Sri Lanka and India Nuclear Deal
Sri Lanka's President Mithripala Sirisena (C) shakes hands with Indian Prime Minister Narendra Modi (R) as his wife Jayanthi Sirisena looks on during Sirisena's ceremonial reception at the forecourt of India's Rashtrapati Bhavan presidential palace in New Delhi February 16, 2015.Reuters

The United States has expressed its approval on the civil nuclear deal between India and Sri Lanka, insisting that it is consistent with international standards, including the International Atomic Energy Agency safeguards.

Confirming that US is aware of the recent agreement signed between India and Sri Lanka on civil nuclear cooperation, state department spokesperson Jen Psaki said, "We welcome regional cooperation on nuclear energy that is consistent with IAEA safeguards and other international standards and practises," reported Economic Times.

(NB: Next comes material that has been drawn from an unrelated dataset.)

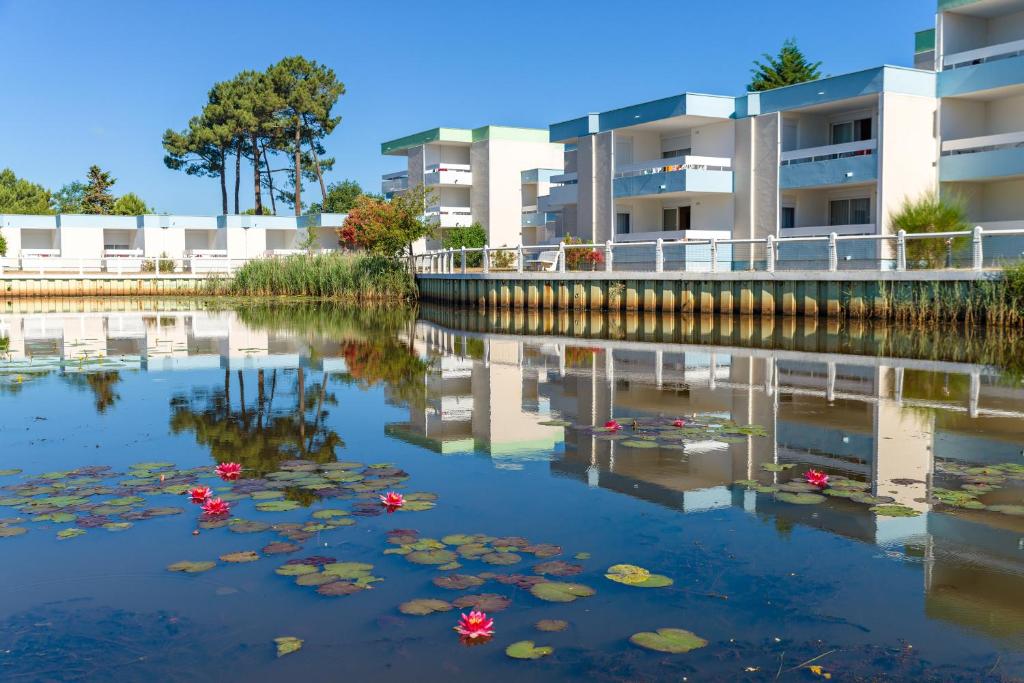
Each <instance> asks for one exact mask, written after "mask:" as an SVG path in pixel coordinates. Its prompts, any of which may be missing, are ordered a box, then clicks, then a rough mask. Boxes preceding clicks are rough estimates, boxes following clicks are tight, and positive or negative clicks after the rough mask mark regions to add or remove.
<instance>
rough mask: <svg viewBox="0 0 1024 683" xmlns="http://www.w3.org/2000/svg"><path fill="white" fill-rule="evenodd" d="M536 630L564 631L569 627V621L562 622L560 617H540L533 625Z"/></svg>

According to the nuclear deal, India will share resources, train personnel, extend expertise and assist Sri Lanka in developing its civil nuclear energy infrastructure. It will also facilitate India's cooperation in "radioactive waste management and nuclear and radiological disaster mitigation and environmental protection".

The agreement was signed after the Indian Prime Minister Narendra Modi and Sri Lankan President Maithripala Sirisena held talks during the latter's four-day trip to India. Ahead of his arrival, Sirisena had spoken highly of the values of pluralism and democracy shared by both the nations.

Sirisena became the president of the Island Nation after toppling Sri Lanka Freedom Party leader Mahinda Rajapaksa. There have been speculations that India might have played a huge role in the January elections that declared Sirisena as the winner.